"Иван Сергеевич Тургенев. Контора (Из цикла "Записки охотника")" - читать интересную книгу автора

- А сколько ты жалованья получаешь? - спросил я.
- Тридцать пять рублев и пять рублев на сапоги.
- И ты доволен?
- Известно, доволен. В контору-то у нас не всякий попадает. Мне-то,
признаться, сам Бог велел: у меня дядюшка дворецким служит.
- И хорошо тебе?
- Хорошо-с. Правду сказать, - продолжал он со вздохом, - у купцов,
например, то есть, нашему брату лучше. У купцов нашему брату оченно хорошо.
Вот к нам вечор приехал купец из Венёва, - так мне его работник сказывал...
Хорошо, неча сказать, хорошо.
- А что, разве купцы жалованья больше назначают?
- Сохрани Бог! Да он тебя в шею прогонит, коли ты у него жалованья
запросишь.
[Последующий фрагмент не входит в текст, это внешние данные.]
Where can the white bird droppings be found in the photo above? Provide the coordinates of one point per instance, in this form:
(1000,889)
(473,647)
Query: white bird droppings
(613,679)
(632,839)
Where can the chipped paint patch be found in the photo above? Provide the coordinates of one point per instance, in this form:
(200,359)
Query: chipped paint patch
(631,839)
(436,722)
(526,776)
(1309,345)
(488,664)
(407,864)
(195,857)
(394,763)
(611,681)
Нет, ты у купца живи на веру да на страх. Он тебя и кормит, и
поит, и одевает, и все. Угодишь ему - еще больше даст... Что твое жалованье!
не надо его совсем... И живет-то купец по простоте, по-русскому,
по-нашенскому: поедешь с ним в дорогу, - он пьет чай, и ты пей чай; что он
кушает, то и ты кушай. Купец... как можно: купец не то, что барин. Купец не
блажит; ну, осерчает - побьет, да и дело с концом. Не мозжит, не шпыняет...
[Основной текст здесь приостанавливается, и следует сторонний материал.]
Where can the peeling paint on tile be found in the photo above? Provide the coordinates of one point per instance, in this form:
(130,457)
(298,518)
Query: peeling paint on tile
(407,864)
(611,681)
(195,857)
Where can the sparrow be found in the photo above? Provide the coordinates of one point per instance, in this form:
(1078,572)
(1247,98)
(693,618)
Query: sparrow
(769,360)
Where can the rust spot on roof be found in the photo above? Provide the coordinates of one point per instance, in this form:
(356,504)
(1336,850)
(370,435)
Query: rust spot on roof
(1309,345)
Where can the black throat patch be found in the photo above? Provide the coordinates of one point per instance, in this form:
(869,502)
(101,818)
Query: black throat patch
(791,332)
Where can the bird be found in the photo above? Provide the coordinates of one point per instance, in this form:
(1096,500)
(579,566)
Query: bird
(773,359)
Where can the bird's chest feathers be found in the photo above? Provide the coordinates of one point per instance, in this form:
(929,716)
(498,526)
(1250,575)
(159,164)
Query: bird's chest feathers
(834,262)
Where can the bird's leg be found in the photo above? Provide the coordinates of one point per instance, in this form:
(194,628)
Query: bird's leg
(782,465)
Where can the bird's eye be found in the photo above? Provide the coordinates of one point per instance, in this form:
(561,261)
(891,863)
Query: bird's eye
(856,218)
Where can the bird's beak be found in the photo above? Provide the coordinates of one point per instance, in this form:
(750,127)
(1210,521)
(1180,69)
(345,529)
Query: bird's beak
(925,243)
А с барином беда! Всё не по нем: и то нехорошо, и тем не угодил. Подашь ему
стакан с водой или кушанье: "Ах, вода воняет! ах, кушанье воняет!" Вынесешь,
за дверью постоишь да принесешь опять: "Ну вот, теперь хорошо, ну вот,
теперь не воняет". А уж барыни, скажу вам, а уж барыни что!.. или вот еще
барышни!..
- Федюшка! - раздался голос толстяка в конторе.
Дежурный проворно вышел. Я допил стакан чаю, лег на диван и заснул. Я
спал часа два.
Проснувшись, я хотел было подняться, да лень одолела; я закрыл глаза,
но не заснул опять. За перегородкой в конторе тихонько разговаривали. Я
невольно стал прислушиваться.
- Тэк-с, тэк-с, Николай Еремеич, - говорил один голос, - тэк-с. Эвтого
нельзя в расчет не принять-с; нельзя-с, точно... Гм! (Говорящий кашлянул.)
- Уж поверьте мне, Гаврила Антоныч, - возразил голос толстяка, - уж мне
ли не знать здешних порядков, сами посудите.
- Кому же и знать, Николай Еремеич: вы здесь, можно сказать, первое
лицо-с. Ну, так как же-с? - продолжал незнакомый мне голос. - Чем же мы
порешим, Николай Еремеич? Позвольте полюбопытствовать.
- Да чем порешим, Гаврила Антоныч? От вас, так сказать, дело зависит:
вы, кажется, не охотствуете.
- Помилуйте, Николай Еремеич, что вы-с? Наше дело торговое, купецкое;
наше дело купить. Мы на том стоим, Николай Еремеич, можно сказать.
- Восем рублей, - проговорило расстановкою толстяк.
Послышался вздох.
- Николай Еремеич, больно много просить изволите.
- Нельзя, Гаврила Антоныч, иначе поступить; как перед Господом Богом
говорю, нельзя.
Наступило молчание.
Я тихонько приподнялся и посмотрел сквозь трещину в перегородке.
Толстяк сидел ко мне спиной. К нему лицом сидел купец, лет сорока, сухощавый
и бледный, словно вымазанный постным маслом. Он беспрестанно шевелил у себя
в бороде и очень проворно моргал глазами и губами подергивал.